“No, no, no—but come!”
“If he’s there, he’ll kick us out, most likely; kick me out, at any rate.”
She did not answer; I saw that in her anguish she was past speaking. “Wait till I get my coat,” I said.
She took my arm, and side by side we hurried in the rain through the shuttered village. As we passed the Selwick house I saw a light burning in old Miss Selwick’s bedroom window. It was on the tip of my tongue to say: “Hadn’t we better stop and ask Aunt Lucilla what’s wrong? She knows more about Cranch than any of us!”
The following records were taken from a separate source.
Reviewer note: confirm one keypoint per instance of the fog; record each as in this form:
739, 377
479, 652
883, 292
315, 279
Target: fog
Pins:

Then I remembered Cranch’s expression the last time Aunt Lucilla’s legend of the hobby-horse had been mentioned before him—the day we were planning the jumble sale—and a sudden shiver checked my pleasantry. “He looked then as he did when he passed me in the doorway yesterday,” I thought; and I had a vision of my ancient relative, sitting there propped up in her bed and looking quietly into the unknown while all the village slept. Was she aware, I wondered, that we were passing under her window at that moment, and did she know what would await us when we reached our destination?
V
Mrs. Durant, in her thin slippers, splashed on beside me through the mud.
“Oh,” she exclaimed, stopping short with a gasp, “look at the lights!”
We had crossed the green, and were groping our way under the dense elm-shadows, and there before us stood the Cranch house, all its windows illuminated. It was the only house in the village except Miss Selwick’s that was not darkened and shuttered.
“Well, he can’t be gone; he’s giving a party, you see,” I said derisively.